初めのステップＳ１において、入力信号Ｌ及びＲは、例えば時間窓によってサブバンド１０１に分割され、後に変換動作が続く。その後、ステップＳ２において、対応するサブバンド信号のレベル差（ＩＬＤ）が決定され、ステップＳ３において、対応するサブバンド信号の時間差（ＩＴＤ又はＩＰＤ）が決定され、ステップＳ４において、ＩＬＤ又はＩＴＤによって考慮され得ない波長の類似性又は非類似性の合計が記述される。決定されたパラメータは、後続のステップＳ５、Ｓ６及びＳ７において量子化される。 In the first step S1, the input signals L and R are divided into subbands 101, for example by a time window, followed by a conversion operation. Thereafter, in step S2, the level difference (ILD) of the corresponding subband signal is determined, in step S3, the time difference (ITD or IPD) of the corresponding subband signal is determined, and in step S4, taken into account by the ILD or ITD The sum of the wavelength similarities or dissimilarities that cannot be described is described. The determined parameters are quantized in subsequent steps S5, S6 and S7.
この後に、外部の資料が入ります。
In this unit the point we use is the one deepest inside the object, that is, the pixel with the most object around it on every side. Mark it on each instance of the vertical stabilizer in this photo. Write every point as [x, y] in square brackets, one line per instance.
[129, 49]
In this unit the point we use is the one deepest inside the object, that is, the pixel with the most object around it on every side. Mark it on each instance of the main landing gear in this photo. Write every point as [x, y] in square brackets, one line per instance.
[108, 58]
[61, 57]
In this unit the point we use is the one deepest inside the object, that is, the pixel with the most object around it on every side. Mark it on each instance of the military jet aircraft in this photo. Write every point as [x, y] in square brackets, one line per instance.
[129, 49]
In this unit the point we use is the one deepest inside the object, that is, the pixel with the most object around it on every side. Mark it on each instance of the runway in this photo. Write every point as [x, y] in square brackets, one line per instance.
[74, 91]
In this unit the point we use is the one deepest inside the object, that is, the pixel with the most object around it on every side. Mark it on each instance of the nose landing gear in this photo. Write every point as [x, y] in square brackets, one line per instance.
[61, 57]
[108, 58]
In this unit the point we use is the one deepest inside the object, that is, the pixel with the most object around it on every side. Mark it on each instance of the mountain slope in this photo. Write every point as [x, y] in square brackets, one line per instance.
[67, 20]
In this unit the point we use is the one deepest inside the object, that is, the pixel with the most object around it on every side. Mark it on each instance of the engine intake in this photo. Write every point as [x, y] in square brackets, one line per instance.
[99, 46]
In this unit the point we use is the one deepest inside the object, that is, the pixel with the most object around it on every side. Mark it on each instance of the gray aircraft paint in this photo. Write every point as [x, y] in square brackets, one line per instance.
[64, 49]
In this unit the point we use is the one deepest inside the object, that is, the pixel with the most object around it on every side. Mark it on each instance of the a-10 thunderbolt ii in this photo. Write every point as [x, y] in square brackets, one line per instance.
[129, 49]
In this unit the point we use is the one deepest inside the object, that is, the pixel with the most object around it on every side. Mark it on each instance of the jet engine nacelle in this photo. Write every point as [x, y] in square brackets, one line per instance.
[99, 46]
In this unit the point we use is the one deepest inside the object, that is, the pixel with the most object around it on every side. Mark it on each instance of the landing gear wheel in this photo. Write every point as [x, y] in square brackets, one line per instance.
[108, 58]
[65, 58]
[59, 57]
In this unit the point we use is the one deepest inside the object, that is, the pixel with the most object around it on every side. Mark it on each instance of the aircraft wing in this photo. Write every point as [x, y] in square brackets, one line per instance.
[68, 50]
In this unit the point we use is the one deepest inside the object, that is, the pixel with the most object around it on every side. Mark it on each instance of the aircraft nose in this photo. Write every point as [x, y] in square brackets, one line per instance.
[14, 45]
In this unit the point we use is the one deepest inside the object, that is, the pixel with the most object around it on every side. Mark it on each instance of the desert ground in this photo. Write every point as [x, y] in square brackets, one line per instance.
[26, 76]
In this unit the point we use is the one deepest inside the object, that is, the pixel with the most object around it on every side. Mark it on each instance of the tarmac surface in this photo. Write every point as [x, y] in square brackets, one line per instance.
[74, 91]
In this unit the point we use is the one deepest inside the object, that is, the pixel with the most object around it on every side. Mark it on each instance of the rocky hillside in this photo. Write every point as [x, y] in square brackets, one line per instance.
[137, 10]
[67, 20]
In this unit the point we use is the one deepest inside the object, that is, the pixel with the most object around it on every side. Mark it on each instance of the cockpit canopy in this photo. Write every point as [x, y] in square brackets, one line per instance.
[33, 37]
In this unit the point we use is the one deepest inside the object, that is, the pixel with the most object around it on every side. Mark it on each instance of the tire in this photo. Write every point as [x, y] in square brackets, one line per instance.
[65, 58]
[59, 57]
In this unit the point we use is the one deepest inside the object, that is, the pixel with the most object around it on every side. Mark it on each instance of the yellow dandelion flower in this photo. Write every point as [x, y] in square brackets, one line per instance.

モノラル信号Ｓは、ステップＳ８において入力音声信号から生成され、最終的に符号化信号１０２は、ステップＳ９において前記モノラル信号及び決定された空間パラメータから生成される。 The monaural signal S is generated from the input speech signal in step S8, and finally the encoded signal 102 is generated from the monaural signal and the determined spatial parameters in step S9.

図２は、符号化器１０及び対応する復号化器２０２を有する符号化システムの概略的なブロック図を示す。合計信号Ｓ及び空間パラメータＰを有する符号化信号１０２は、復号化器２０２に通信される。信号１０２は、いずれかの適切な通信チャネル２０４を介して通信され得る。信号は、代わりに又は追加的に、符号化器から復号化器へ伝送され得るリムーバブル記憶媒体２１４に記憶され得る。 FIG. 2 shows a schematic block diagram of an encoding system having an encoder 10 and a corresponding decoder 202. The encoded signal 102 having the total signal S and the spatial parameter P is communicated to the decoder 202. Signal 102 may be communicated via any suitable communication channel 204. The signal may alternatively or additionally be stored on a removable storage medium 214 that may be transmitted from the encoder to the decoder.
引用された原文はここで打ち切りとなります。